Le retard dans la mise sur le marché des médicaments, a atteint, selon le pharmacien chef du CHU de Sidi Bel Abbes, ‘’le dépassement’’, « on est plus qu’en retard, on est dépassé », s’indigne-t-il, avant d’ajouter que « en témoignent que plusieurs protocoles thérapeutiques sont obsolètes, notamment, dans le volet oncologique.»
L’Algérie, est en retard de 8 ans en moyenne (et 5 ans depuis 2010) en matière d’arrivée sur le marché des médicaments.
Le Pr Chelghoum, a également déclaré que « ce n’est plus une problématique de médicament innovant mais une problématique de prise en charge. »
Il conclura en disant que « la transition épidémiologique est la suite logique du développement socio-économique d’un pays. », et que « l’innovation dans les technologies de santé devra être considéré du côté de l’efficacité de la prise en charge des patients et non pas du côté des dépenses engendrées. »

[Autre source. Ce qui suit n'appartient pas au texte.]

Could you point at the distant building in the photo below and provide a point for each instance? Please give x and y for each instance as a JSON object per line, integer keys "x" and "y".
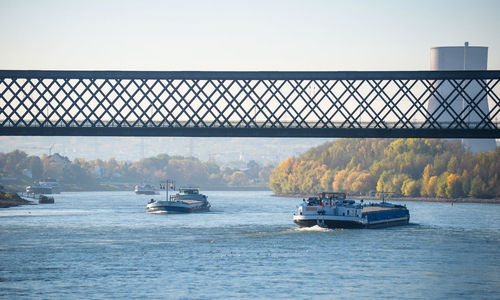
{"x": 458, "y": 58}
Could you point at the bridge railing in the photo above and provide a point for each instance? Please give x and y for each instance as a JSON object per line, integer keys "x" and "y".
{"x": 412, "y": 103}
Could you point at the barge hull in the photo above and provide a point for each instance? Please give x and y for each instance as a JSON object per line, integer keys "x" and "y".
{"x": 350, "y": 224}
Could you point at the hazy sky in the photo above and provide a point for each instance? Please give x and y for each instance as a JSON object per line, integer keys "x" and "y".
{"x": 229, "y": 35}
{"x": 241, "y": 35}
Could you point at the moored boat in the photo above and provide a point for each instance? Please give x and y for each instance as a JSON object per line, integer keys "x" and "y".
{"x": 39, "y": 189}
{"x": 145, "y": 189}
{"x": 333, "y": 210}
{"x": 42, "y": 199}
{"x": 188, "y": 200}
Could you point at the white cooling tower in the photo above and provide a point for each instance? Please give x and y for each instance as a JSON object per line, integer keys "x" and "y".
{"x": 455, "y": 59}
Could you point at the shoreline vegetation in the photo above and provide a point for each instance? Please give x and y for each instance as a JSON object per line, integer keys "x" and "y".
{"x": 427, "y": 169}
{"x": 403, "y": 198}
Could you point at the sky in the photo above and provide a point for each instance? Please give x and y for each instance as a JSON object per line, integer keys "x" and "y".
{"x": 256, "y": 35}
{"x": 241, "y": 35}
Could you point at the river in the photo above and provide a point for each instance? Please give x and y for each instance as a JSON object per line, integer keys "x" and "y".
{"x": 103, "y": 245}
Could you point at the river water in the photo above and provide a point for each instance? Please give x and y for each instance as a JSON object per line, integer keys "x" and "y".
{"x": 102, "y": 245}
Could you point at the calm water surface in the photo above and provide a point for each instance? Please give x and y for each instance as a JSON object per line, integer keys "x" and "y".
{"x": 103, "y": 245}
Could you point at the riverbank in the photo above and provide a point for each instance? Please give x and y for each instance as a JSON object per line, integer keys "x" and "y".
{"x": 422, "y": 199}
{"x": 12, "y": 199}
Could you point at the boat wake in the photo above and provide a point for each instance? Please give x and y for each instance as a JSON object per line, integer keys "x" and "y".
{"x": 315, "y": 228}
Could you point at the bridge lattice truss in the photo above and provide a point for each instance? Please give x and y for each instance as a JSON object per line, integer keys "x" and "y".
{"x": 370, "y": 104}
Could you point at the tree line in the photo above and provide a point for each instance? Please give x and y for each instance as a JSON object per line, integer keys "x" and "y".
{"x": 407, "y": 167}
{"x": 91, "y": 173}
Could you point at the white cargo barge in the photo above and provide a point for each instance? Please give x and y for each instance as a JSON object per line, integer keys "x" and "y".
{"x": 333, "y": 210}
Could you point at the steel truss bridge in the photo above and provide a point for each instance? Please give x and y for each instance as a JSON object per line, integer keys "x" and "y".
{"x": 446, "y": 104}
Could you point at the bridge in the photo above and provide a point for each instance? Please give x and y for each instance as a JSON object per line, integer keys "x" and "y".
{"x": 445, "y": 104}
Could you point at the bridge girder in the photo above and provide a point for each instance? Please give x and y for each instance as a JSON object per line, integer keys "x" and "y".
{"x": 445, "y": 104}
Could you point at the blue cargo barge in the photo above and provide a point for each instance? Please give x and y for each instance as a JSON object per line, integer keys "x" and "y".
{"x": 333, "y": 210}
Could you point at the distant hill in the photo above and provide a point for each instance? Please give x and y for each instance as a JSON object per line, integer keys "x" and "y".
{"x": 407, "y": 167}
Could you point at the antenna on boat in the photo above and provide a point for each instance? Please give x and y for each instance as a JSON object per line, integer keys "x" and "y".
{"x": 166, "y": 185}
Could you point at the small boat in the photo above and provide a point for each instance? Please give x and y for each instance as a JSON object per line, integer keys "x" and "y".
{"x": 39, "y": 189}
{"x": 333, "y": 210}
{"x": 145, "y": 189}
{"x": 42, "y": 199}
{"x": 188, "y": 200}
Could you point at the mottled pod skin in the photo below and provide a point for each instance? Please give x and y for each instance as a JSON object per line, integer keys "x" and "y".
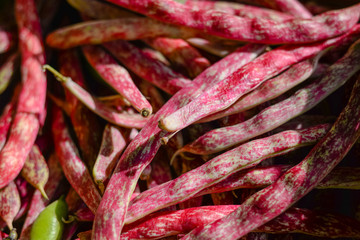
{"x": 38, "y": 203}
{"x": 271, "y": 88}
{"x": 110, "y": 215}
{"x": 238, "y": 9}
{"x": 30, "y": 111}
{"x": 146, "y": 67}
{"x": 9, "y": 203}
{"x": 245, "y": 156}
{"x": 243, "y": 81}
{"x": 84, "y": 122}
{"x": 100, "y": 31}
{"x": 295, "y": 183}
{"x": 181, "y": 54}
{"x": 117, "y": 77}
{"x": 7, "y": 71}
{"x": 35, "y": 170}
{"x": 112, "y": 145}
{"x": 248, "y": 30}
{"x": 301, "y": 101}
{"x": 74, "y": 169}
{"x": 295, "y": 220}
{"x": 123, "y": 119}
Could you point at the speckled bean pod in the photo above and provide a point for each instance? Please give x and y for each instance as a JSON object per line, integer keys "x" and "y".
{"x": 244, "y": 80}
{"x": 124, "y": 119}
{"x": 35, "y": 170}
{"x": 275, "y": 115}
{"x": 74, "y": 169}
{"x": 117, "y": 77}
{"x": 270, "y": 89}
{"x": 219, "y": 168}
{"x": 100, "y": 31}
{"x": 246, "y": 11}
{"x": 110, "y": 215}
{"x": 7, "y": 71}
{"x": 295, "y": 220}
{"x": 147, "y": 68}
{"x": 293, "y": 184}
{"x": 9, "y": 203}
{"x": 249, "y": 30}
{"x": 113, "y": 143}
{"x": 30, "y": 107}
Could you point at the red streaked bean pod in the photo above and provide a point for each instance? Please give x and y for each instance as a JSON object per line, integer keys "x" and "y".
{"x": 100, "y": 31}
{"x": 237, "y": 9}
{"x": 323, "y": 26}
{"x": 270, "y": 202}
{"x": 74, "y": 169}
{"x": 38, "y": 203}
{"x": 275, "y": 115}
{"x": 271, "y": 88}
{"x": 244, "y": 80}
{"x": 35, "y": 170}
{"x": 128, "y": 120}
{"x": 117, "y": 77}
{"x": 110, "y": 215}
{"x": 9, "y": 203}
{"x": 147, "y": 68}
{"x": 219, "y": 168}
{"x": 113, "y": 143}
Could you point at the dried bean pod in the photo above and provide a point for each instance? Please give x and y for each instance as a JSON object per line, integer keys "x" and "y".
{"x": 250, "y": 30}
{"x": 113, "y": 143}
{"x": 74, "y": 169}
{"x": 244, "y": 80}
{"x": 220, "y": 167}
{"x": 38, "y": 203}
{"x": 147, "y": 68}
{"x": 117, "y": 77}
{"x": 139, "y": 153}
{"x": 295, "y": 183}
{"x": 9, "y": 203}
{"x": 35, "y": 170}
{"x": 275, "y": 115}
{"x": 122, "y": 119}
{"x": 271, "y": 88}
{"x": 238, "y": 9}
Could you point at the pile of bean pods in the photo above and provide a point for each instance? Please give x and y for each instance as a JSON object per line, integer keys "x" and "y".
{"x": 193, "y": 119}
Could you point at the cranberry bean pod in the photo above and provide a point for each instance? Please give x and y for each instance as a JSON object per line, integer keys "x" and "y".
{"x": 110, "y": 215}
{"x": 181, "y": 54}
{"x": 113, "y": 143}
{"x": 122, "y": 119}
{"x": 38, "y": 203}
{"x": 7, "y": 71}
{"x": 9, "y": 203}
{"x": 74, "y": 169}
{"x": 35, "y": 170}
{"x": 238, "y": 9}
{"x": 293, "y": 7}
{"x": 219, "y": 168}
{"x": 117, "y": 77}
{"x": 243, "y": 81}
{"x": 100, "y": 31}
{"x": 271, "y": 88}
{"x": 249, "y": 30}
{"x": 275, "y": 115}
{"x": 295, "y": 183}
{"x": 147, "y": 68}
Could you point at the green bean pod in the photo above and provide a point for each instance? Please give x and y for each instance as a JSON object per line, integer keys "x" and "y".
{"x": 49, "y": 224}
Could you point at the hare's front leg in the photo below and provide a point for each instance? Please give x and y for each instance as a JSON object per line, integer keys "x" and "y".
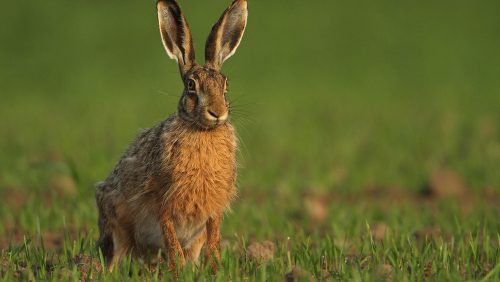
{"x": 172, "y": 245}
{"x": 213, "y": 241}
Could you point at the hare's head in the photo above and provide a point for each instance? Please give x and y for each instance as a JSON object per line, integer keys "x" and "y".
{"x": 204, "y": 100}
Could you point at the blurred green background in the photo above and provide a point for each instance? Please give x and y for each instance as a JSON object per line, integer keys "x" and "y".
{"x": 329, "y": 95}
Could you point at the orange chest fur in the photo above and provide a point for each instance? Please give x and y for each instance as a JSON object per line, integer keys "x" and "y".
{"x": 201, "y": 169}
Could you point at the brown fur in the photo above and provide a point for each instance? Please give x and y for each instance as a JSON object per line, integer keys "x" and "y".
{"x": 172, "y": 186}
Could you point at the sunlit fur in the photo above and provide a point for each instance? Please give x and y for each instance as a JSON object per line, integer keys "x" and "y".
{"x": 172, "y": 186}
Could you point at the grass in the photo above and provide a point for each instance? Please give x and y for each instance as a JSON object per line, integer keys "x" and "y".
{"x": 348, "y": 114}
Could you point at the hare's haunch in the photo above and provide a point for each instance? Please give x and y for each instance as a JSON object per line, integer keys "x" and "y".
{"x": 171, "y": 187}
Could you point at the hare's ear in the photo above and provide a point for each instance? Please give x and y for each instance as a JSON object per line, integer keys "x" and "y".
{"x": 175, "y": 34}
{"x": 226, "y": 34}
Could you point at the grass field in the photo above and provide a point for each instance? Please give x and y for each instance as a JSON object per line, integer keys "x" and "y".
{"x": 370, "y": 137}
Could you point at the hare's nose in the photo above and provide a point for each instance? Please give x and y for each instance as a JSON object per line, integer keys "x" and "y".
{"x": 211, "y": 115}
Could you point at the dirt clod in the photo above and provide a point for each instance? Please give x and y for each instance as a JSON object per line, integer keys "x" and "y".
{"x": 378, "y": 231}
{"x": 445, "y": 183}
{"x": 261, "y": 252}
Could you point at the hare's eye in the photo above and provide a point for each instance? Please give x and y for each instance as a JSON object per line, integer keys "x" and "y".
{"x": 191, "y": 85}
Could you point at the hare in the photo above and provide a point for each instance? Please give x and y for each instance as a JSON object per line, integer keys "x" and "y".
{"x": 171, "y": 187}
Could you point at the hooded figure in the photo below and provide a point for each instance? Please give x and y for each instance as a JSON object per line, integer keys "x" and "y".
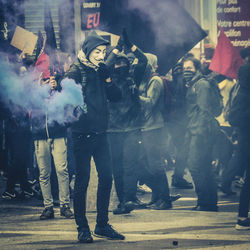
{"x": 89, "y": 135}
{"x": 151, "y": 98}
{"x": 151, "y": 92}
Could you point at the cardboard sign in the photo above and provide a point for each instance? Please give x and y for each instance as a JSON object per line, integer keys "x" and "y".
{"x": 24, "y": 40}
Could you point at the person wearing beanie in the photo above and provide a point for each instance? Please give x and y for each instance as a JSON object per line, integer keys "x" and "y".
{"x": 202, "y": 128}
{"x": 89, "y": 135}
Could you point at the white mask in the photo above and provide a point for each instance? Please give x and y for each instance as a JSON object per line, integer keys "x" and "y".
{"x": 97, "y": 55}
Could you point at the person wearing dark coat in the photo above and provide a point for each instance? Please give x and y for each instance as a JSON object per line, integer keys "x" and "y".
{"x": 124, "y": 126}
{"x": 201, "y": 129}
{"x": 50, "y": 143}
{"x": 90, "y": 137}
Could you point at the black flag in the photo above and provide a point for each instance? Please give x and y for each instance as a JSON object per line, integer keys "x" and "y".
{"x": 49, "y": 29}
{"x": 161, "y": 27}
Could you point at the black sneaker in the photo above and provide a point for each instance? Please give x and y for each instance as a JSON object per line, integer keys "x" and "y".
{"x": 181, "y": 183}
{"x": 9, "y": 195}
{"x": 48, "y": 213}
{"x": 205, "y": 208}
{"x": 138, "y": 204}
{"x": 84, "y": 236}
{"x": 161, "y": 205}
{"x": 108, "y": 232}
{"x": 175, "y": 197}
{"x": 226, "y": 190}
{"x": 66, "y": 212}
{"x": 124, "y": 208}
{"x": 28, "y": 193}
{"x": 243, "y": 224}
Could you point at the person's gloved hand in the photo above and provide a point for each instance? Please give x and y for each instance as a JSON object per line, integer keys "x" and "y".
{"x": 120, "y": 44}
{"x": 103, "y": 71}
{"x": 126, "y": 40}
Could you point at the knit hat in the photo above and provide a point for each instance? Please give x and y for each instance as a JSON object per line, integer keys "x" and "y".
{"x": 245, "y": 52}
{"x": 91, "y": 42}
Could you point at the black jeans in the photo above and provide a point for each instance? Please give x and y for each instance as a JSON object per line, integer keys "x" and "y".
{"x": 85, "y": 146}
{"x": 125, "y": 163}
{"x": 19, "y": 144}
{"x": 244, "y": 144}
{"x": 199, "y": 160}
{"x": 150, "y": 156}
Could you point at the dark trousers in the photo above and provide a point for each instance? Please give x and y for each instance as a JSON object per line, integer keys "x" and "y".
{"x": 199, "y": 160}
{"x": 150, "y": 156}
{"x": 125, "y": 150}
{"x": 244, "y": 144}
{"x": 177, "y": 132}
{"x": 19, "y": 146}
{"x": 85, "y": 146}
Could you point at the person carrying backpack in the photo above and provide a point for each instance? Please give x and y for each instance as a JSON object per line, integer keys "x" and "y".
{"x": 201, "y": 131}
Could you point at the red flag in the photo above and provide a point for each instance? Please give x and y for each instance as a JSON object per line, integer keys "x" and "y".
{"x": 226, "y": 59}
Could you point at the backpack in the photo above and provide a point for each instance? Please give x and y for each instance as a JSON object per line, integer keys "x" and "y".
{"x": 216, "y": 99}
{"x": 168, "y": 100}
{"x": 232, "y": 111}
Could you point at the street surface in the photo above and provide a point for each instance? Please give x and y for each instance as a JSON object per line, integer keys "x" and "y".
{"x": 178, "y": 228}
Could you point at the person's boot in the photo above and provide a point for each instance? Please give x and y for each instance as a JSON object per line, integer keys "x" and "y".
{"x": 48, "y": 213}
{"x": 66, "y": 212}
{"x": 181, "y": 183}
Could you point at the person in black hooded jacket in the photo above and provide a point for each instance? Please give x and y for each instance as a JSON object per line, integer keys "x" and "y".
{"x": 89, "y": 135}
{"x": 124, "y": 124}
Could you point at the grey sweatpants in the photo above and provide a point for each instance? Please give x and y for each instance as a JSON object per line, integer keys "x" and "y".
{"x": 44, "y": 150}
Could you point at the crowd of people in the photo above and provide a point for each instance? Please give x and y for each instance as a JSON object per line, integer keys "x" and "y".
{"x": 135, "y": 124}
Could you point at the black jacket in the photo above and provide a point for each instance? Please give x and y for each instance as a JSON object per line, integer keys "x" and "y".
{"x": 125, "y": 115}
{"x": 96, "y": 92}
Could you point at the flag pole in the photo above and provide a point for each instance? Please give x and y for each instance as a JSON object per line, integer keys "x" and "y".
{"x": 202, "y": 50}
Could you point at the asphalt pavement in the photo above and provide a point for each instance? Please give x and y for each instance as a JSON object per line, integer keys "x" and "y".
{"x": 178, "y": 228}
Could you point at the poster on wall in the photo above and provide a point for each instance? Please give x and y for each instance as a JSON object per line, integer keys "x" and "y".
{"x": 90, "y": 14}
{"x": 233, "y": 17}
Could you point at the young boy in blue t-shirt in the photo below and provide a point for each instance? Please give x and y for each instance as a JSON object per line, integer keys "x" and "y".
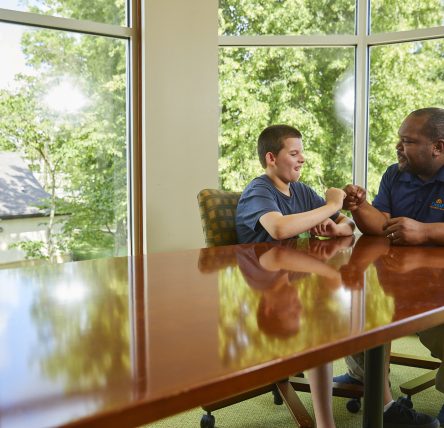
{"x": 277, "y": 206}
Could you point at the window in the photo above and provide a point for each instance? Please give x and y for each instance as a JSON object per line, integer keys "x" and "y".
{"x": 342, "y": 81}
{"x": 67, "y": 130}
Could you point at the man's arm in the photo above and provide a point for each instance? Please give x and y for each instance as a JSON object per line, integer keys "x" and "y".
{"x": 342, "y": 226}
{"x": 369, "y": 219}
{"x": 287, "y": 226}
{"x": 407, "y": 231}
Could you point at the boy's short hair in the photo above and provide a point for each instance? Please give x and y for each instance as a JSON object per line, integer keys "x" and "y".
{"x": 272, "y": 138}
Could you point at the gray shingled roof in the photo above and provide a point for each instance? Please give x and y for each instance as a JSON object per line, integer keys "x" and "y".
{"x": 20, "y": 192}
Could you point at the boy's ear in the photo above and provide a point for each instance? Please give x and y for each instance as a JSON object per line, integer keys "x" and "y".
{"x": 269, "y": 158}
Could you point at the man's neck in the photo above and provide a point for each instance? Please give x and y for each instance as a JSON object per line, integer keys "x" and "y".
{"x": 432, "y": 173}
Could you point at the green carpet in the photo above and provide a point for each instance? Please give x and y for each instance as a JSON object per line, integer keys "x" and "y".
{"x": 260, "y": 412}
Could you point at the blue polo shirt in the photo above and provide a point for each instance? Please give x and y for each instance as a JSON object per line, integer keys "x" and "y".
{"x": 261, "y": 197}
{"x": 402, "y": 194}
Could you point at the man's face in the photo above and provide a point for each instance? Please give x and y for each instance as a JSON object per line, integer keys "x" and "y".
{"x": 289, "y": 161}
{"x": 414, "y": 149}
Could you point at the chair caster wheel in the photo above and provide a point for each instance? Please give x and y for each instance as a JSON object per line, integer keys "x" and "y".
{"x": 277, "y": 399}
{"x": 354, "y": 405}
{"x": 406, "y": 402}
{"x": 207, "y": 421}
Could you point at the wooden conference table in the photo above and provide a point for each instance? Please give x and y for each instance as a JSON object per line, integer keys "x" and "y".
{"x": 125, "y": 341}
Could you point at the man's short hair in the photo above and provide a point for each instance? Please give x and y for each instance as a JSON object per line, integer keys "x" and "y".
{"x": 272, "y": 138}
{"x": 434, "y": 126}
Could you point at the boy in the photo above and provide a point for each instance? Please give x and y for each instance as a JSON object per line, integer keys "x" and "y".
{"x": 276, "y": 205}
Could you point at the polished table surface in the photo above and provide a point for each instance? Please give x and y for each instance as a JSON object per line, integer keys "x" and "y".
{"x": 125, "y": 341}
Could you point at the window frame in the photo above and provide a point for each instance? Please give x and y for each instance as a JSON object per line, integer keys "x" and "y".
{"x": 361, "y": 41}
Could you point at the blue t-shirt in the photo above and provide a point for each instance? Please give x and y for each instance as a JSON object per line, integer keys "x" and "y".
{"x": 261, "y": 197}
{"x": 402, "y": 194}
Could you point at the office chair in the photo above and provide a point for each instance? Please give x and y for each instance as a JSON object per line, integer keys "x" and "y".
{"x": 412, "y": 386}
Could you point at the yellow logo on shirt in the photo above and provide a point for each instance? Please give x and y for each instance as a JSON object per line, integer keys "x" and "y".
{"x": 437, "y": 205}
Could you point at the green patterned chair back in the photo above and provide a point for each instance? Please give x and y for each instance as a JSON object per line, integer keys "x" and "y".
{"x": 218, "y": 214}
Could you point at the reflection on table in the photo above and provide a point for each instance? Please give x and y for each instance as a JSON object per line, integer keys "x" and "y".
{"x": 125, "y": 341}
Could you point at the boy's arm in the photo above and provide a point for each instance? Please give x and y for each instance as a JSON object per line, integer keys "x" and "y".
{"x": 342, "y": 226}
{"x": 369, "y": 219}
{"x": 288, "y": 226}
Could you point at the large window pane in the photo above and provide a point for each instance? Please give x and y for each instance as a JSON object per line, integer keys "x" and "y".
{"x": 400, "y": 15}
{"x": 105, "y": 11}
{"x": 403, "y": 77}
{"x": 286, "y": 17}
{"x": 63, "y": 144}
{"x": 309, "y": 88}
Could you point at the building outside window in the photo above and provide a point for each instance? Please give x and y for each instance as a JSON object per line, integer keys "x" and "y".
{"x": 68, "y": 117}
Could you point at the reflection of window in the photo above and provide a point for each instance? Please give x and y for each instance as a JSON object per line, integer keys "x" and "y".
{"x": 64, "y": 104}
{"x": 108, "y": 12}
{"x": 400, "y": 65}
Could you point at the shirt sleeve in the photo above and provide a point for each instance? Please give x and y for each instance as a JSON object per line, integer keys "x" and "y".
{"x": 257, "y": 201}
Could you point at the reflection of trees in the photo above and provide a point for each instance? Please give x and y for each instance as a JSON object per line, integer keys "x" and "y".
{"x": 242, "y": 343}
{"x": 240, "y": 340}
{"x": 85, "y": 342}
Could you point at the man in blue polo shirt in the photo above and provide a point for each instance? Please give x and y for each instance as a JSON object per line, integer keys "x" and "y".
{"x": 409, "y": 210}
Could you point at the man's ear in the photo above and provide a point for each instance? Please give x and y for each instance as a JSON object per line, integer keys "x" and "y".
{"x": 438, "y": 147}
{"x": 270, "y": 158}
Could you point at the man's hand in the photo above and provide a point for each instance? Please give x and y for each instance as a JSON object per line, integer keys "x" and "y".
{"x": 356, "y": 195}
{"x": 405, "y": 231}
{"x": 335, "y": 196}
{"x": 327, "y": 228}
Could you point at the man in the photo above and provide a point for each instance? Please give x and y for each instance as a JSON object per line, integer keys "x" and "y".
{"x": 409, "y": 210}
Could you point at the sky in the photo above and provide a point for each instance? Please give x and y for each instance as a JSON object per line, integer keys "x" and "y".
{"x": 11, "y": 53}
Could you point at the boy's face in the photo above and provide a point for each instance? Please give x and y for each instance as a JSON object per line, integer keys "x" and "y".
{"x": 288, "y": 163}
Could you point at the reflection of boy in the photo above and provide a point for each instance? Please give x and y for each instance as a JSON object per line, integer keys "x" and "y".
{"x": 279, "y": 308}
{"x": 273, "y": 269}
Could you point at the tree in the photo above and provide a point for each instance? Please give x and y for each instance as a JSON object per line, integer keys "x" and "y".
{"x": 298, "y": 86}
{"x": 83, "y": 156}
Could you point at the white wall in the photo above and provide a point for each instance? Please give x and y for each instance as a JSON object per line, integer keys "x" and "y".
{"x": 180, "y": 63}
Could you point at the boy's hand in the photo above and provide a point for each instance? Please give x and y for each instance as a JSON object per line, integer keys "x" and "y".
{"x": 356, "y": 195}
{"x": 327, "y": 228}
{"x": 335, "y": 196}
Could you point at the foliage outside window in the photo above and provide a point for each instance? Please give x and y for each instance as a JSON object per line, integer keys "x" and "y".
{"x": 299, "y": 85}
{"x": 310, "y": 88}
{"x": 65, "y": 113}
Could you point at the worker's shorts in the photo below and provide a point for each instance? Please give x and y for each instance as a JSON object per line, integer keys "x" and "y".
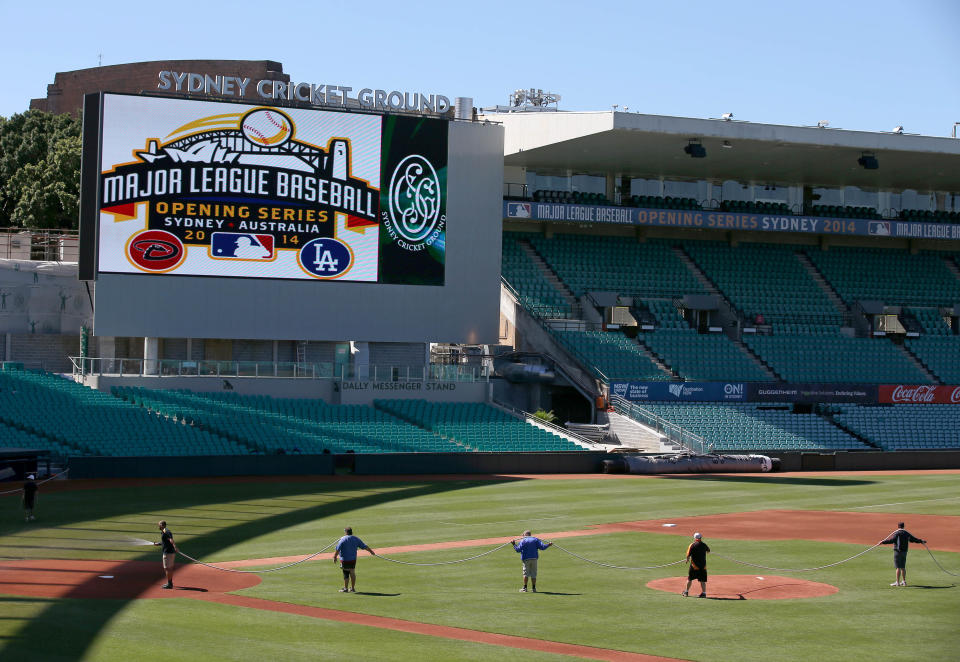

La santé du pays pâtit de cette situation (déclassement à l’échelle internationale), l’investisseur ou producteur dans le secteur du médicament (retard ou défaut d’accès au marché), mais surtout, c’est le patient, donc l’Humain, qui est le plus affecté, pas seulement par la mort, mais par la perte de chance en restant vivant.
A titre d’information, la 10e session de Media Training des Laboratoires Roche Algérie, a vu, pour la première fois, la participation, en présentiel, de journalistes exerçant à Algérie, et par visioconférence, de 5 journalistes exerçant dans les wilayas de Constantine, Jijel, Médéa, M’Sila et Annaba.
A propos du Pr Mustapha Chelghoum ?
Le Professeur Mustapha Chelghoum, est pharmacien chef au Centre hospitalier universitaire (CHU) de Sidi Ben Abbes, et spécialiste en pharmaco-économie.
Il est titulaire du doctorat en sciences médicales de la Faculté de médecine de Sidi Bel Abbes, en cotutelle avec l’UFR Sciences de la santé de l’université de Bourgogne (France).
Actuellement, il enseigne la pharmacie hospitalière et gestion pharmaceutique au Département de pharmacie de Sidi Bel Abbes, et participe à l’enseignement du séminaire de méthodologie de recherche à la faculté de médecine de Sidi Bel Abbes.